Hocalı düpedüz bir katliamdır. 26 Şubat 1992’de Rus ordusu destekli Ermeni birlikleri Hocalı’da 83’ü çocuk, 106’sı kadın olmak üzere 613 sivili vahşice katledip bölgedeki Azerileri kitlesel bir göçe zorladılar. Hedef Karabağ’da etnik temizlikti. Böyle bir katliam dünyanın neresinde ve hangi halka karşı yapılmış olursa olsun tereddütsüz lanetlenmelidir. Cezayir’de, Ruanda’da, ABD’de, Halepçe’de, Dersim’de, 2. Dünya Savaşı sırasında Almanya ve tüm Avrupa’da, 1915’te tüm Anadolu’da da çeşitli halklar, egemen devletler tarafından benzer bir zihniyetle katledildiler.

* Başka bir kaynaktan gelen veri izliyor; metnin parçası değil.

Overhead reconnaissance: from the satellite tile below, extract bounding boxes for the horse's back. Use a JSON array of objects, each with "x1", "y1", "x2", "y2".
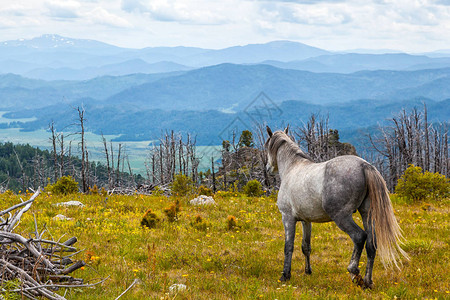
[
  {"x1": 278, "y1": 163, "x2": 331, "y2": 222},
  {"x1": 278, "y1": 155, "x2": 367, "y2": 222},
  {"x1": 323, "y1": 155, "x2": 368, "y2": 216}
]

Ama bu katliamları ne Cezayir’de Fransızlar, ne ABD’de Amerikalılar, ne Halepçe’de Araplar, ne Dersim’de Türkler, ne Hocalı’da Ermeniler yaptı. 2. Dünya Savaşı’nda başta Yahudiler olmak üzere pek çok kimliği yok etmeye çalışan Almanlar değil Nazilerdi. Tıpkı 1915’te Ermenileri katledenin Türkler değil İttihat ve Terakkiciler olması gibi. Bu katliamları yapanlar halklar değil egemen devletler ve onların kışkırttığı bazı sivil gruplardı. Bu gibi katliamları kınarken hedef şaşar ve katliam sorumluları yerine topyekûn halklar suçlu ilan edilirse bunun varacağı tek menzil düşmanlık ve kindir. İhtiyacımız olan bu mudur?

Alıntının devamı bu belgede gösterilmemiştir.